Lightning too has undergone a major revamp in Gears 5. Whether it is enclosed dark areas or well-lit large open world hubs, volumetric lighting has been used in abundance to add a specific mood to the environment. Thanks to a complete adherence to physical lighting, objects like guns, armour or several random materials reflect and refract light in a way that close to their real life counterparts.
Character models employ complex skin shaders which helps them to look eerily close to real life in some cases. Animation work is top notch; from the way the various in-game characters move and react to the in-game proceedings add a sense of realism and urgency in the game. One of the highlights of Gears 5 is it in-engine cutscenes.

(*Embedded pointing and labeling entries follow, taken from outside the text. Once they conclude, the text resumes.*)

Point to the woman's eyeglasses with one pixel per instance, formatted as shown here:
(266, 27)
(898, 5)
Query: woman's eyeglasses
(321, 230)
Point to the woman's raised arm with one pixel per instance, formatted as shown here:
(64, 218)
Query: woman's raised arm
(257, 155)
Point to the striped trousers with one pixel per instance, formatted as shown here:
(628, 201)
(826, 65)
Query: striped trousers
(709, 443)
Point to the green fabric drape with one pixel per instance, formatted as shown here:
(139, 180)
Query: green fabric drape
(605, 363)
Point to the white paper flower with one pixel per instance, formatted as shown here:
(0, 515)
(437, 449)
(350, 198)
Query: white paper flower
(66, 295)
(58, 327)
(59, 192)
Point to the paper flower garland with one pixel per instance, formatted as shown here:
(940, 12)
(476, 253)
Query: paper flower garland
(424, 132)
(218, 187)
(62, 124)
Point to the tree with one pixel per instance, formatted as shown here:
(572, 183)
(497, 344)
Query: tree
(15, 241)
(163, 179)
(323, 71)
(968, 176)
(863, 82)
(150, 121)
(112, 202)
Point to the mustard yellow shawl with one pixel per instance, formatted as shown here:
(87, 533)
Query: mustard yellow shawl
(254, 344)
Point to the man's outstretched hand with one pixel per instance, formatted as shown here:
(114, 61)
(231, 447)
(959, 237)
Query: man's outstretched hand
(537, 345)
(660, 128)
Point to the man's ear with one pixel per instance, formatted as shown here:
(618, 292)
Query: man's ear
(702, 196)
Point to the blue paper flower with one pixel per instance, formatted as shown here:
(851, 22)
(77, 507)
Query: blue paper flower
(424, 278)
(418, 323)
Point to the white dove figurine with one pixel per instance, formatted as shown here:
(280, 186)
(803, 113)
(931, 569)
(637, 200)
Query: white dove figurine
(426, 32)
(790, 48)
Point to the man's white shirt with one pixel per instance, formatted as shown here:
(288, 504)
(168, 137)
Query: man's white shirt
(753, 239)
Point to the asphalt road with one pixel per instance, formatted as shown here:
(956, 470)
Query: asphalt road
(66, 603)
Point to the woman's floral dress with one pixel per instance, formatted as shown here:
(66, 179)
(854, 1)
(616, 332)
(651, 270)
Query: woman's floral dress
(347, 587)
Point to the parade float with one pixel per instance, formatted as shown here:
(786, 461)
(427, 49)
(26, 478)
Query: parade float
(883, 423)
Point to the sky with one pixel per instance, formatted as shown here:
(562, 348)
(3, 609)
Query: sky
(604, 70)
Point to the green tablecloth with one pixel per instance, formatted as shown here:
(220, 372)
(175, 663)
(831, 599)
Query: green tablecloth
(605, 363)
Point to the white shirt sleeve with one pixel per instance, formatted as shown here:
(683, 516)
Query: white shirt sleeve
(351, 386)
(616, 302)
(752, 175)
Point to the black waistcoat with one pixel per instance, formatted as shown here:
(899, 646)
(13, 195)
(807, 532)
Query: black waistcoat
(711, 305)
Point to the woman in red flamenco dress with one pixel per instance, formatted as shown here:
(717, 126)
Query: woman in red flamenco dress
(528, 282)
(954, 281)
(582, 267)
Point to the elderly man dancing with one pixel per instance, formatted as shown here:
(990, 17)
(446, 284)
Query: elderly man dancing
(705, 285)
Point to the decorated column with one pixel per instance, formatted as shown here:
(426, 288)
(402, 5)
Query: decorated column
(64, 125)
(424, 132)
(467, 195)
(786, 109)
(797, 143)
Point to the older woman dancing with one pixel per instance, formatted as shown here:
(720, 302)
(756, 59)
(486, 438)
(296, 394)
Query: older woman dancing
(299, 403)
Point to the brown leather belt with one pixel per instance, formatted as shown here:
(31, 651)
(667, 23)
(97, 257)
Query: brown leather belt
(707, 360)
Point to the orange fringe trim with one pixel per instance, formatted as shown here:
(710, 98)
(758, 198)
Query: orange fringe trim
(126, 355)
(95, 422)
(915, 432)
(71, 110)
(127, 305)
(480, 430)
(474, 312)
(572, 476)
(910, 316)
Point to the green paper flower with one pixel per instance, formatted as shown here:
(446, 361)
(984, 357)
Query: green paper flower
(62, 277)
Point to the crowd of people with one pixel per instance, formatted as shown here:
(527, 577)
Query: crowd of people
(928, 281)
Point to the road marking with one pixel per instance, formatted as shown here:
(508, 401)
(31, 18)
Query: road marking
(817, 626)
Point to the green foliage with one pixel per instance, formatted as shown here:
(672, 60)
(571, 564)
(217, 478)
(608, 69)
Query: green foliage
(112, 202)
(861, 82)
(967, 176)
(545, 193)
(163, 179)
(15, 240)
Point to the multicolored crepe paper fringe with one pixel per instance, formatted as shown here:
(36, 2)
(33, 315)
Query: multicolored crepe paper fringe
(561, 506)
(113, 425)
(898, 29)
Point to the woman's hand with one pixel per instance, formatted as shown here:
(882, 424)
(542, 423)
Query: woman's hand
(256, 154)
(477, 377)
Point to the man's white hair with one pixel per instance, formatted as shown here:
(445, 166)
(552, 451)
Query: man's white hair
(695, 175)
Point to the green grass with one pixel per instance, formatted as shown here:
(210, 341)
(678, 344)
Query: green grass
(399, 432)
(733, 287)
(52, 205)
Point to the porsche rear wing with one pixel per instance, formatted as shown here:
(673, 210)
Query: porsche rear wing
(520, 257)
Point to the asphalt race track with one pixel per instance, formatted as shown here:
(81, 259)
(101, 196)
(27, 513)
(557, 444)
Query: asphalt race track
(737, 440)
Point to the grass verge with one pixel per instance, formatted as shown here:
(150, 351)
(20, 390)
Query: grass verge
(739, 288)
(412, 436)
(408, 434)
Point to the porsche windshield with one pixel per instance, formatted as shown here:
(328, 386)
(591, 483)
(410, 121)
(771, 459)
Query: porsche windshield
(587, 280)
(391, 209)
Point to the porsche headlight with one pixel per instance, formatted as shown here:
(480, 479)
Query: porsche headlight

The Coalition uses in-game assets to render these cutscenes in very high fidelity, ramping up post processing and anti-aliasing in the process. Obviously, the gameplay doesn’t look as good but it does come very close. A custom anti-aliasing solution, possibly MSAA has been utilized to deliver a crisp and clear image across all platforms, although we witnessed some jaggies on the base Xbox One version.
Much has been made out of the open world elements in Gears 5 and although they are technically just that, they serve as a hub to connect two major areas. The open world streaming tech is quite well done and we can’t wait to see what the developers do with it in the future. One of the first open world areas we visited was fully covered in snow, and thanks to a custom tessellation solution it looked pretty amazing.
And we can’t close out this section without mentioning the sound design. The voice acting is pretty much exemplary throughout the campaign, the guns sound great and even the smallest object creating an echo in a dark, silent location has been captured really well.
What The Coalition has achieved with Gears 5 is nothing short of extraordinary. A lot of work has clearly gone into optimizing all three platforms according to their strengths and improving the visual fidelity compared to Gears 4. The base Xbox One version does a decent job of proving a great Gears experience although with performance compromises. The Xbox One X, too, excels with phenomenal adherence to 60fps and a large operating resolution but it’s the PC version that is truly head and shoulders above the console versions. Featuring a wide variety of options and the inclusion of Ultra Textures really sets it apart from other platforms. Regardless of whatever platform you play the game on, you can be assured of one thing. Gears of War is back with a bang!